ARBs are a widely utilized drug class used for treatment of hypertension, heart failure, diabetic nephropathy, and recently, for cardiovascular risk reduction.
Randomized controlled trials of ARBs with a follow-up of at least 1 year, and enrolling at least 100 patients were included in this meta-analysis. Information on new cancer development (first diagnosis) was available for 61,590 patients from five trials. Cancer data on common types of solid organ cancers such as lung and prostate cancer were available for 68,402 patients from five trials, and data on cancer deaths were available for 93,515 patients from eight trials.

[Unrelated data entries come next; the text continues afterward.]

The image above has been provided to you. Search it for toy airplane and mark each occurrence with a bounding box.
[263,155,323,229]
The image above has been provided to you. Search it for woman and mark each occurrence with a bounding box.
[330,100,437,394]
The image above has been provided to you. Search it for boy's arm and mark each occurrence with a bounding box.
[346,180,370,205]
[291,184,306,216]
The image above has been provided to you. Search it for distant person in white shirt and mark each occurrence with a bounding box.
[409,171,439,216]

The meta-analysis showed that patients randomly assigned to receive ARBs had a significantly increased risk of new cancer occurrence compared with patients in control groups (7.2%vs 6.0%). Specifically, the risk of lung cancer was increased by 25%, which was also statistically significant.
“We have found the risk of new cancers was increased with these medications by 8-11 percent. Most importantly, risk of lung cancer was increased by 25 percent,” said Dr. Sipahi. Although there was no statistically significant excess in cancer deaths (1.8% with ARBs vs 1.6% with control) the investigators pointed out that the average duration of follow-up of 4 years may be too short to capture cancer deaths.
“In medicine, physicians must balance the benefits and risks of all drug and device therapies. We recommend that patients discuss the findings of this study with their physicians since ARBs are effective agents in the treatment of high blood pressure and heart failure,” said Dr. Simon.
They conclude that because of the limited data, it is not possible to draw conclusions about the exact risk of cancer associated with each individual ARB on the market, but they stated that their findings need further investigation.
In response to this publication from Case Western Reserve University, the European Medicines Agency (EMA) of the European Union announced that they started an investigation about the possible cancer risk of ARBs.
“This is the first time an association between ARBs and cancer development is suggested,” Dr. Sipahi continued. “While our findings are robust, they need to be replicated in other studies before they can be considered as definitive.”
The US Food and Drug Administration has not made any statement regarding this issue yet.